Bereaved parents of soldiers killed in Iraq have spoken out against Tony Blair's knighthood, with one mother telling ITV Tyne Tees "his name rocks the back of my spine".

More than half of Britons disapprove of Tony Blair’s knighthood, according to a YouGov poll.

In the 2022 New Year Honours list, the longest-serving Labour Prime Minister and former MP for Sedgefield was made a Knight Companion of the Most Noble Order of the Garter - the oldest and most senior British Order of Chivalry, to which appointments are in the Queen's gift without advice from the government.

But by the afternoon of Tuesday 4 January, more than 600,000 people had signed a petition calling to have the honour rescinded.

Angus Scott, who started the petition, holds Blair "personally responsible for causing the death of countless innocent civilian lives and servicemen in various conflicts".

Janice Proctor, from Washington, lost her son Private Michael Tench on 21 January 2007 when he died due to injuries sustained from a roadside bomb blast Basrah City, Southern Iraq. The Sunderland-born boxing enthusiast was just 18 years old.

Ms Proctor supports the petition and says she was "disgusted" to see Mr Blair on the honours list.

"His name rocks the back of my spine," she said. "Every year Tony Blair comes up with something that brings back horrible memories.

Ms Proctor went on to describe the year after seeing her son's "completely mutilated" body - which she requested to see - as the "biggest battle of my life".

Private Michael Tench

Lance Corporal Ben Hyde of the Royal Military Police was just 23 when he and five others were killed by a mob of Iraqi civilians in the town of Majar al-Kabir.

Lance Corporal Ben Hyde Credit: Ben Hyde Foundation

His father, John Hyde, has also criticised the decision to honour Mr Blair.

"To say I was astonished would be a very mild way of putting my feelings," he said.

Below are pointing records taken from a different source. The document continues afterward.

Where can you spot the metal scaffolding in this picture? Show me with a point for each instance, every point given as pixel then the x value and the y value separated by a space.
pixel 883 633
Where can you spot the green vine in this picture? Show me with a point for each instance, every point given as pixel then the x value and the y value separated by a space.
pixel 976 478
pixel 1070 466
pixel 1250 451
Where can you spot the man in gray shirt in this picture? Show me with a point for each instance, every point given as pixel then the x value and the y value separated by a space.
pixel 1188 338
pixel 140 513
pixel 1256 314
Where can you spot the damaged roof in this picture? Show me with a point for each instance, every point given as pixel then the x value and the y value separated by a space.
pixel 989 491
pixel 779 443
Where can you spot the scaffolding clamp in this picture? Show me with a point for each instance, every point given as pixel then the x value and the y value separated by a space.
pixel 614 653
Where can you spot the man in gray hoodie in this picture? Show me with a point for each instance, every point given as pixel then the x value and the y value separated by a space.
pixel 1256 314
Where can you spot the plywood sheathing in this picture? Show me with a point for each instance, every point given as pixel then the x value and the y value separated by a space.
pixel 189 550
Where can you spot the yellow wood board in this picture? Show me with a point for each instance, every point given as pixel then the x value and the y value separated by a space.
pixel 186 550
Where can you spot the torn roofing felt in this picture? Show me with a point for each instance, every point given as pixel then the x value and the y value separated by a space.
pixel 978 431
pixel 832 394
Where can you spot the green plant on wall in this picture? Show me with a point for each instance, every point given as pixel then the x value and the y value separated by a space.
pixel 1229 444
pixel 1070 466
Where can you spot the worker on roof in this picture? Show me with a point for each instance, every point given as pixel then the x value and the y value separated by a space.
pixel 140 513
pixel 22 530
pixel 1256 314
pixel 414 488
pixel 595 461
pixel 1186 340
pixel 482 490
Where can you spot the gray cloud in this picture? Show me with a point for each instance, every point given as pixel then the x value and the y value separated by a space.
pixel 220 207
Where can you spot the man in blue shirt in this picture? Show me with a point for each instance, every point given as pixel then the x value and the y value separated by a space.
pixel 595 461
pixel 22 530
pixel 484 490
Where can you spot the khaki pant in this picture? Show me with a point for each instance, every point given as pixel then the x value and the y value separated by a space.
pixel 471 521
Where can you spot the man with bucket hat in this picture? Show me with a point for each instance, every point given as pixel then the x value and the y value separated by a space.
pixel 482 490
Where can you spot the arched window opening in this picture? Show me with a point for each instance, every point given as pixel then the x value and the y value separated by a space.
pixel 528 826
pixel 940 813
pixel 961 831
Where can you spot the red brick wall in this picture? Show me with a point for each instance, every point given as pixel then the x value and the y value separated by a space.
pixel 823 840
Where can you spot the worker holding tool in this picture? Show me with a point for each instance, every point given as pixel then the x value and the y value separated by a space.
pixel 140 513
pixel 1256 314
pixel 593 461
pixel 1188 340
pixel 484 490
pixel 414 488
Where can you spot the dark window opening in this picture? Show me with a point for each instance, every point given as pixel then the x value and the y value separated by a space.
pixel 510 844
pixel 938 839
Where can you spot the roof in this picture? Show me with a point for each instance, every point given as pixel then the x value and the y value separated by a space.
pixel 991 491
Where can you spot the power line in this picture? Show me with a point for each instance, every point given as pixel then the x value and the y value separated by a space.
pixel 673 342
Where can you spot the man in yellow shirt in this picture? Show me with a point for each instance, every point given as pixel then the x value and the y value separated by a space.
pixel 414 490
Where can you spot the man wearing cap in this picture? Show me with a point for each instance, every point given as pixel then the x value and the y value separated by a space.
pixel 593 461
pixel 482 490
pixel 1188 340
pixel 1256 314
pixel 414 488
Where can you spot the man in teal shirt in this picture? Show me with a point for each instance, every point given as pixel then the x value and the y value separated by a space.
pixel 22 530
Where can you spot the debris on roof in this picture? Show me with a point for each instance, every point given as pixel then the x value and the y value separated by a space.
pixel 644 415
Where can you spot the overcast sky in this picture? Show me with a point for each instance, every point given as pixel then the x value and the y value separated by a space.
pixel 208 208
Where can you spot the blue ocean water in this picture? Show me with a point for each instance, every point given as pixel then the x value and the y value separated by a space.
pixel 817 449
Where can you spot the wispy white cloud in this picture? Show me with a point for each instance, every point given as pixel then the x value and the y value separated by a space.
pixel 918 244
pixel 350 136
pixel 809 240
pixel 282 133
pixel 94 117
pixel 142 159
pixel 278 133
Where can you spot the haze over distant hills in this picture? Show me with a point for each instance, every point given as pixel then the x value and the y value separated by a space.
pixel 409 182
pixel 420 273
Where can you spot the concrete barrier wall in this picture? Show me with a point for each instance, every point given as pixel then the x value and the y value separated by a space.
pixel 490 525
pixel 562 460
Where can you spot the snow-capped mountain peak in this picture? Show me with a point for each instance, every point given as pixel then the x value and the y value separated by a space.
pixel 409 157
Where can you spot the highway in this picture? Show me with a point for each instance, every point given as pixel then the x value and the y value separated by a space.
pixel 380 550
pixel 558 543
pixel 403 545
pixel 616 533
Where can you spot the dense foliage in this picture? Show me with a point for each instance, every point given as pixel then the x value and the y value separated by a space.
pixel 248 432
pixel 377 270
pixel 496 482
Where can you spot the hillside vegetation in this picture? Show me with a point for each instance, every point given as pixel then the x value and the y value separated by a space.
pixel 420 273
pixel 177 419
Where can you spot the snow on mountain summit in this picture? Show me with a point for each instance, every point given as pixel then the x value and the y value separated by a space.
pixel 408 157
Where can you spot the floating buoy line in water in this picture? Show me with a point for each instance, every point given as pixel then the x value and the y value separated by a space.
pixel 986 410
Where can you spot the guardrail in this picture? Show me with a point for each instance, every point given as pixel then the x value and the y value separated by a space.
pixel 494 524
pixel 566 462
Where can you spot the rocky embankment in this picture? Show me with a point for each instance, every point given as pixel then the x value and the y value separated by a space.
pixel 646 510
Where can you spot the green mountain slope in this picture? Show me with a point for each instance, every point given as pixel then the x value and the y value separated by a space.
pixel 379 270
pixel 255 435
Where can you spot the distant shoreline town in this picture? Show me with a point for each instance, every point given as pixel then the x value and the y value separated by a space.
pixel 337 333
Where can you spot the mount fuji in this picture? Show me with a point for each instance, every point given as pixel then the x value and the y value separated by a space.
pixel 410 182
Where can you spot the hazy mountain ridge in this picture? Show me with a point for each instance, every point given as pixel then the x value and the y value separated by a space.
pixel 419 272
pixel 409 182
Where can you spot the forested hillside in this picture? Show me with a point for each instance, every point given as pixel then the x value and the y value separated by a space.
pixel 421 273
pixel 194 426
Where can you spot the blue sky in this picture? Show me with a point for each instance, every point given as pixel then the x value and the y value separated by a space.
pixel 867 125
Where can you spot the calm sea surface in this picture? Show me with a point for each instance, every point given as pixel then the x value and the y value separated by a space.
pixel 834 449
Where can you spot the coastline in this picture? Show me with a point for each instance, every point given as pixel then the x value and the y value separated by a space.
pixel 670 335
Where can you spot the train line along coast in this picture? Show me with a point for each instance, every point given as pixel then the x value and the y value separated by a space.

To support his claim, Mr Hyde cited the 'Iraq Inquiry'. Also known as the 'Chilcot Report', the seven-year-long inquiry concluded Mr Blair exaggerated the threat posed by Saddam Hussein, led Britain into an unnecessary war before peaceful options had been exhausted and sent ill-equipped British troops into battle.

In response to the criticism, Labour leader Keir Starmer argued the former Prime Minister's involvement with the Iraq War doesn't detract from his successes, which 'made huge differences to the lives of millions of people'.

Under Mr Blair's premiership, a National Minimum Wage was introduced, Section 28 (which banned teachers 'promoting homosexuality') was abolished and he played an active role in the historical Northern Ireland peace process.

The Tony Blair Institute for Global Change provided the following statement from Mr Blair on receiving the honour:

"It is an immense honour to be appointed Knight Companion of the Most Noble Order of the Garter, and I am deeply grateful to Her Majesty the Queen.

"It was a great privilege to serve as Prime Minister and I would like to thank all those who served alongside me, in politics, public service and all parts of our society, for their dedication and commitment to our country."

Buckingham Palace, who bestowed the honour on Sir Tony, declined to comment on the backlash.